I thought my dream would finally come true when my fiance and I went to Thailand last year. There, in the land of cheap everything, I would find the best tailor and have clothes made to the highest standard at a fraction of what it would cost in the states. But the timing was not to be. We were in Bangkok over the holidays and all of the reputable tailors were closed. My utopian wardrobe stayed again out of reach.
I realize now I have been working from the outside in, idealizing an exterior that would enhance how I was perceived, and thus how I felt about myself. A kind of arrival. A finally. Success. Each its own albatross of my own creation.

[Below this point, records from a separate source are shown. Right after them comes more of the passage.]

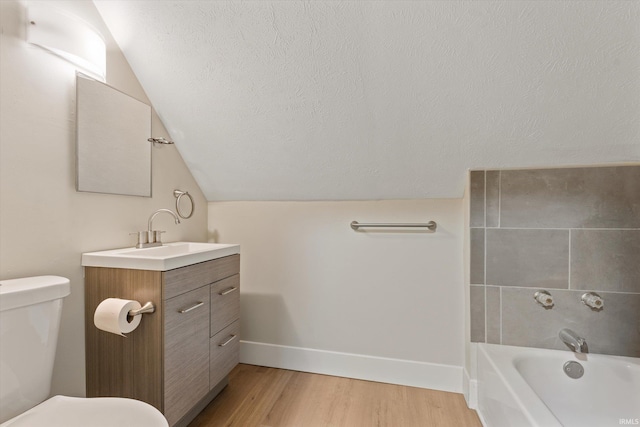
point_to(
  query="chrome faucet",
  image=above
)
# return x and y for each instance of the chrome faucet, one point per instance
(573, 341)
(151, 237)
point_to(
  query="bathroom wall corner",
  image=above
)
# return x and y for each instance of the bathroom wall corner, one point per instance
(468, 346)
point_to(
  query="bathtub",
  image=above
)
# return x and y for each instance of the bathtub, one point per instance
(522, 387)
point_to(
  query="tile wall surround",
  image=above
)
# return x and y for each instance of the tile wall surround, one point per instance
(567, 231)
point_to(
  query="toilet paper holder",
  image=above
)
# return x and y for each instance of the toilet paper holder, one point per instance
(147, 308)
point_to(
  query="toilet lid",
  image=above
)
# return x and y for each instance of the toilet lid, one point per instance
(63, 411)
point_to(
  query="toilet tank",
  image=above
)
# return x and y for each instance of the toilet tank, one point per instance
(30, 311)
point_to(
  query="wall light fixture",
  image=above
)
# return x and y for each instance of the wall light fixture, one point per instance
(68, 37)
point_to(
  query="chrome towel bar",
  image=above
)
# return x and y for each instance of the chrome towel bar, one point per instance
(431, 225)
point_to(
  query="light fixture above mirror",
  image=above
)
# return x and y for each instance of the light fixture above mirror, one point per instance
(69, 37)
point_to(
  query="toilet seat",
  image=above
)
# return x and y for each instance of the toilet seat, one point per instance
(63, 411)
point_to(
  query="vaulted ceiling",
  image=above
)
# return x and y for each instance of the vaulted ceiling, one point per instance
(350, 100)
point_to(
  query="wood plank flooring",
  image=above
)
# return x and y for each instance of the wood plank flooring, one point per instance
(267, 397)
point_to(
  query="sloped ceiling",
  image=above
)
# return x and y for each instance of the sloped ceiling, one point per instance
(334, 100)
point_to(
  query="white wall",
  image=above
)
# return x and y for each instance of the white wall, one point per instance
(318, 296)
(45, 225)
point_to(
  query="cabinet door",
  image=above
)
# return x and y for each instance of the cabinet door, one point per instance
(225, 352)
(186, 349)
(225, 303)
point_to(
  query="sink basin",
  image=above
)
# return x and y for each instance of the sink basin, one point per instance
(159, 258)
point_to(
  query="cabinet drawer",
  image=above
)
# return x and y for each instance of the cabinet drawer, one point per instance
(186, 352)
(187, 278)
(225, 353)
(225, 303)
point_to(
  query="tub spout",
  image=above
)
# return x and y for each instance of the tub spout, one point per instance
(573, 341)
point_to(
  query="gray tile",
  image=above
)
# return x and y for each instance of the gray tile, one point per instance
(598, 197)
(534, 258)
(476, 304)
(492, 199)
(476, 199)
(613, 330)
(493, 314)
(476, 270)
(606, 260)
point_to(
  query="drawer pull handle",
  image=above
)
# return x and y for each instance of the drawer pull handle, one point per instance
(231, 338)
(193, 307)
(228, 291)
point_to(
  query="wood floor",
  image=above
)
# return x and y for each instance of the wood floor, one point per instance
(267, 397)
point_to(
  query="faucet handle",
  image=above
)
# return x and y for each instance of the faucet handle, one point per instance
(543, 298)
(157, 235)
(593, 300)
(143, 237)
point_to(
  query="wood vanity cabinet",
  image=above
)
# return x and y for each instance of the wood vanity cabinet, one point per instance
(179, 357)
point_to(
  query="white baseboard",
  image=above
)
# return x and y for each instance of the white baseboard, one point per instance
(393, 371)
(470, 391)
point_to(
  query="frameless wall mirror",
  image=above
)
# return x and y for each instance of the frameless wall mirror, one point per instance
(112, 128)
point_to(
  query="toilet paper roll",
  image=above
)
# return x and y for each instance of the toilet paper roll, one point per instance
(111, 315)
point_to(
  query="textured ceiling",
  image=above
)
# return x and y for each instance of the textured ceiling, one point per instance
(353, 100)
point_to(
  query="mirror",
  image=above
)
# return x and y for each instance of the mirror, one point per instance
(112, 152)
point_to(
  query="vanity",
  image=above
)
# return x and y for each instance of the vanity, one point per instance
(179, 357)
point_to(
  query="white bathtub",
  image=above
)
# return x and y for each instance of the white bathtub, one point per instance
(521, 387)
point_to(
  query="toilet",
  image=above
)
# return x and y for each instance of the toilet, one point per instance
(30, 310)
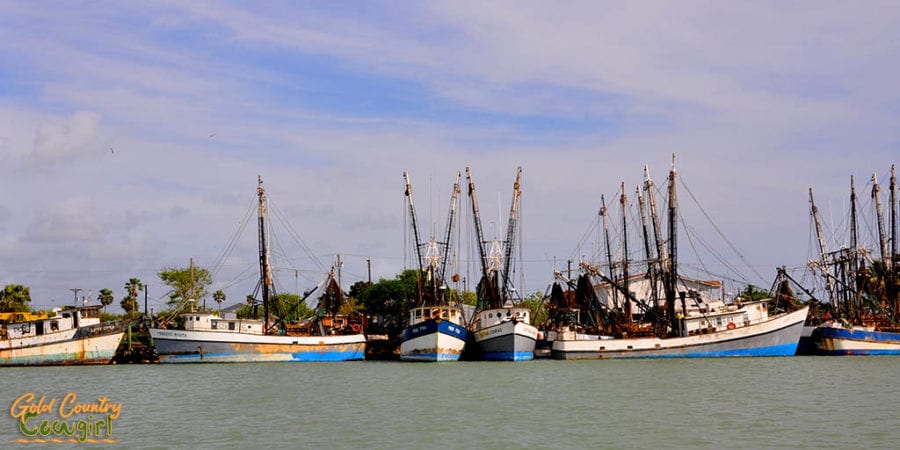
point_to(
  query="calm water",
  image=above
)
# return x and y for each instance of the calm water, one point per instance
(801, 402)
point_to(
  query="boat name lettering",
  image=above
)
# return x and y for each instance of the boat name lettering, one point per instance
(40, 417)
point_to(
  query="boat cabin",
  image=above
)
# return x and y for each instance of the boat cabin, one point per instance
(212, 322)
(726, 317)
(63, 319)
(443, 312)
(490, 317)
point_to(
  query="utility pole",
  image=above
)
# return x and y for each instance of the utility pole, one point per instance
(76, 291)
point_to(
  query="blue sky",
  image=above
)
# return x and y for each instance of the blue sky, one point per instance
(132, 135)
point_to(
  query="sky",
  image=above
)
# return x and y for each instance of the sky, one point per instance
(132, 134)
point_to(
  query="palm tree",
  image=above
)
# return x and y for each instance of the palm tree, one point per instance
(105, 298)
(219, 297)
(129, 303)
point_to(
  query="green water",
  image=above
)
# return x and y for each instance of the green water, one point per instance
(801, 402)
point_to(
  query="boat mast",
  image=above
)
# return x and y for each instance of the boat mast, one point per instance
(893, 189)
(415, 227)
(853, 248)
(892, 271)
(879, 216)
(648, 253)
(265, 271)
(511, 232)
(479, 234)
(603, 215)
(814, 211)
(672, 272)
(449, 234)
(624, 201)
(661, 256)
(412, 216)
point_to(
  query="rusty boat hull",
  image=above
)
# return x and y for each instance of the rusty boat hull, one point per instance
(95, 344)
(778, 336)
(180, 346)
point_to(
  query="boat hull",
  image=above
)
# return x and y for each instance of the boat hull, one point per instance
(807, 345)
(177, 346)
(846, 341)
(433, 341)
(778, 336)
(77, 347)
(506, 341)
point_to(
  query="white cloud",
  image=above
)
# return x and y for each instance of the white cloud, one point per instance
(61, 141)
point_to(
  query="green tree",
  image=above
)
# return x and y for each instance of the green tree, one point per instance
(130, 302)
(390, 299)
(105, 298)
(15, 298)
(535, 302)
(185, 283)
(219, 297)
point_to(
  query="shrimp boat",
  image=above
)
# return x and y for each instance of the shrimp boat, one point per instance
(436, 330)
(690, 321)
(501, 330)
(72, 336)
(863, 314)
(208, 338)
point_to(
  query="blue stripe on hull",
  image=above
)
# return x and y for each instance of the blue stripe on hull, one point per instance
(56, 359)
(312, 356)
(778, 342)
(775, 350)
(856, 342)
(431, 357)
(430, 331)
(508, 356)
(506, 347)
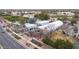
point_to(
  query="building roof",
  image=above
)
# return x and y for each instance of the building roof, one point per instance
(51, 26)
(28, 25)
(44, 22)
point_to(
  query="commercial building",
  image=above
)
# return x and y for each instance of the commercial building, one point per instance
(51, 26)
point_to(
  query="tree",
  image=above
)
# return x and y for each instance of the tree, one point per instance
(61, 44)
(63, 18)
(42, 16)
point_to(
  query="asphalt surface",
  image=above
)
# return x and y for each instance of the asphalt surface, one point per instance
(7, 41)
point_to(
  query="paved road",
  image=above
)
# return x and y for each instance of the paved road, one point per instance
(7, 41)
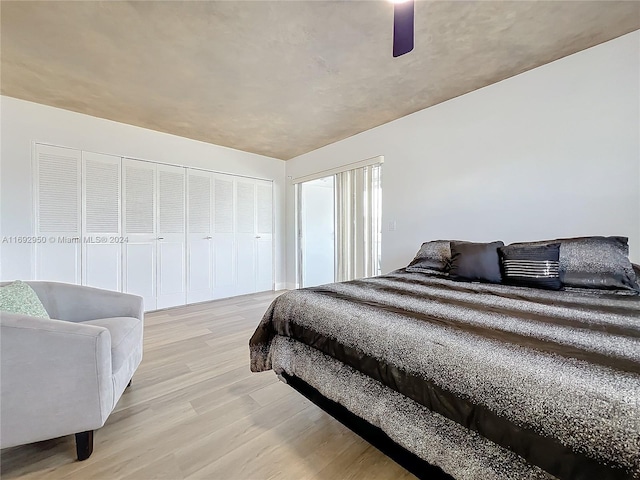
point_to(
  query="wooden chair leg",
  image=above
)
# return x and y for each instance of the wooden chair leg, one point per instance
(84, 444)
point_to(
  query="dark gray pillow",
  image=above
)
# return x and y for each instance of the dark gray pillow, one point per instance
(535, 266)
(432, 256)
(475, 262)
(594, 262)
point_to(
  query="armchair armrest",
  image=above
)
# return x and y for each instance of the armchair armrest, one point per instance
(75, 303)
(56, 378)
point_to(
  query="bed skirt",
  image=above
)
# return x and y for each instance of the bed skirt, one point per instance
(426, 436)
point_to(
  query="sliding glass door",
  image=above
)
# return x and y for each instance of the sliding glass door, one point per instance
(316, 232)
(339, 226)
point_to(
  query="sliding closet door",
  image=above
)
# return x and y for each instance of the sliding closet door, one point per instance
(58, 214)
(246, 235)
(101, 231)
(139, 227)
(199, 236)
(264, 236)
(172, 285)
(224, 241)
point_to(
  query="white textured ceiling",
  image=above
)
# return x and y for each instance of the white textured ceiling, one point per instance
(280, 78)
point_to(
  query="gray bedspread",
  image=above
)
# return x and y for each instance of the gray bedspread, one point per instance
(551, 376)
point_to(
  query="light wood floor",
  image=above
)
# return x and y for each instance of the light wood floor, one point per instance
(196, 411)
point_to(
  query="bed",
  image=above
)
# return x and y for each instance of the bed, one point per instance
(483, 380)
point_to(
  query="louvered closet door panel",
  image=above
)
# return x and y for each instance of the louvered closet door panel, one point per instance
(224, 237)
(139, 187)
(171, 236)
(199, 236)
(224, 205)
(264, 241)
(58, 213)
(101, 232)
(246, 235)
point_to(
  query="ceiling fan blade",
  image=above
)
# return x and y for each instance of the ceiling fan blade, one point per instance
(403, 27)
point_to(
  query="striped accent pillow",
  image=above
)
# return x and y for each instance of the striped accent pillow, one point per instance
(531, 266)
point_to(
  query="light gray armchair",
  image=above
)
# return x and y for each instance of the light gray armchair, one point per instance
(65, 376)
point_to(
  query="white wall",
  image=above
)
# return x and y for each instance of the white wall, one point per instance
(550, 153)
(23, 122)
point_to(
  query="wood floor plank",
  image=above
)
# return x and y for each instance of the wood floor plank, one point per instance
(195, 410)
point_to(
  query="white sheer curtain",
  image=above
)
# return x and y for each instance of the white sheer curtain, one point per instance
(358, 229)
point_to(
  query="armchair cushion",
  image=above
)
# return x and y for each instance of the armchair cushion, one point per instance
(126, 337)
(18, 297)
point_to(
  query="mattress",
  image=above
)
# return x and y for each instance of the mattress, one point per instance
(551, 378)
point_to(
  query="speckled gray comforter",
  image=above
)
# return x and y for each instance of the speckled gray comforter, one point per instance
(553, 377)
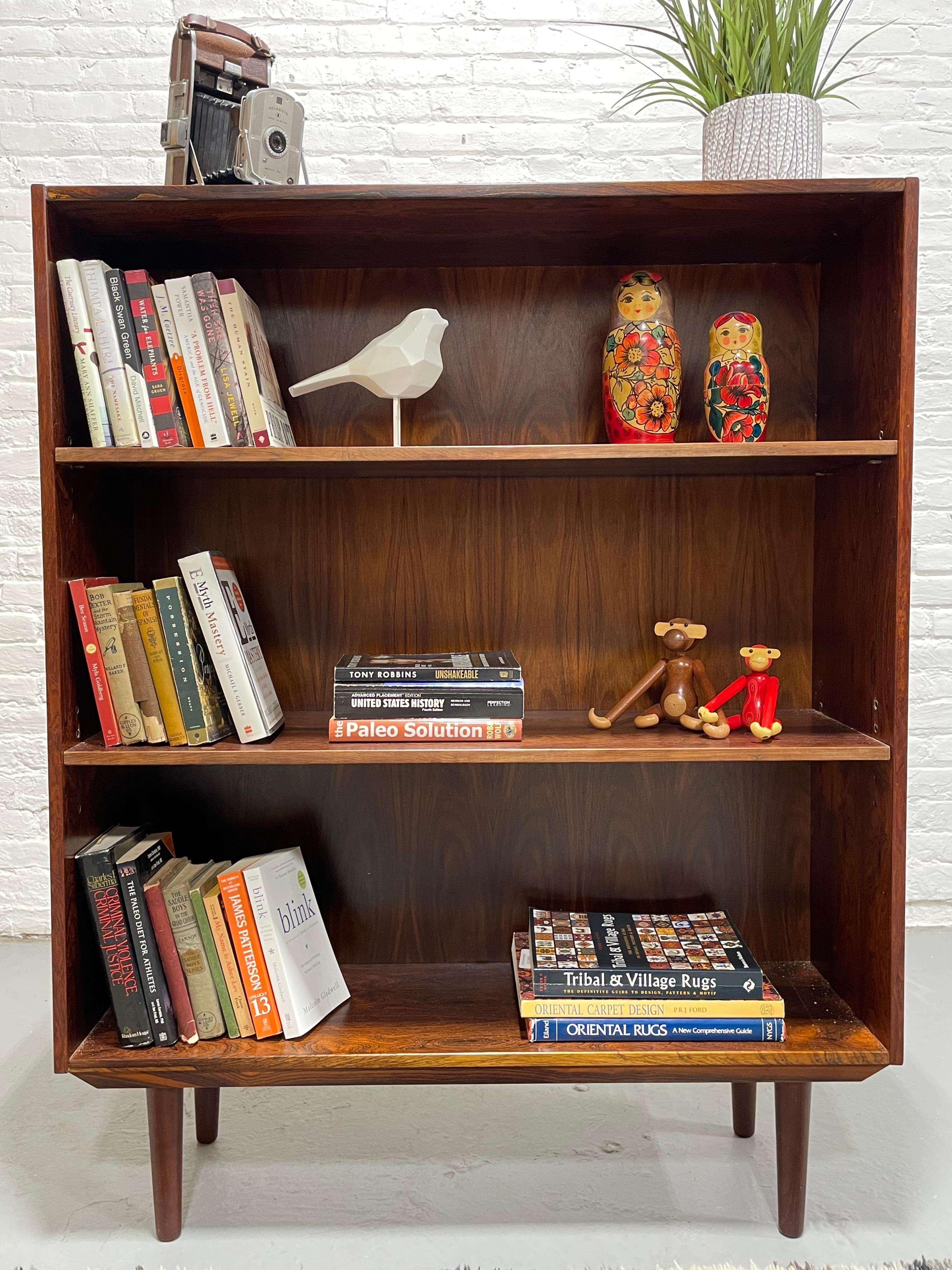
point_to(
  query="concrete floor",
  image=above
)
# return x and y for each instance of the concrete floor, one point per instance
(426, 1179)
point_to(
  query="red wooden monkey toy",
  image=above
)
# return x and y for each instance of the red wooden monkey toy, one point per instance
(760, 704)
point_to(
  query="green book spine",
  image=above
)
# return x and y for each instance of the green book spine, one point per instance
(214, 963)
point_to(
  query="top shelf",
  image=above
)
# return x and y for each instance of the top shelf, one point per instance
(690, 459)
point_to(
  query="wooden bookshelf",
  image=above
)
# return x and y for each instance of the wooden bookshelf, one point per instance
(507, 523)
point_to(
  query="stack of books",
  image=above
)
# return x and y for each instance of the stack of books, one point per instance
(195, 952)
(177, 662)
(431, 696)
(615, 977)
(183, 362)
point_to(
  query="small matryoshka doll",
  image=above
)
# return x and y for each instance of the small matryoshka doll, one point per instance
(737, 380)
(642, 367)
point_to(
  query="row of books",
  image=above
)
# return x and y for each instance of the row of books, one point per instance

I spoke with some stylish friends of mine recently who are fortunate enough to afford custom clothing. I told them I couldn’t wait until the day I too could join the ranks. Finally, everything would fit just right. And what they said caught me off guard.
Yea that’s what you think and then you just become more obsessed with smaller and smaller details and you are never satisfied.
I know they are right.
I still dream of custom clothing, though I am no longer trying to look or feel like somebody else. Instead, I just want to feel like myself, comfortable in what I wear, and convey to the world the way I feel inside. But it’s always just a want. A sensation that beyond the way I do feel is the way I can feel, the way I ought to. Another albatross of my own creation.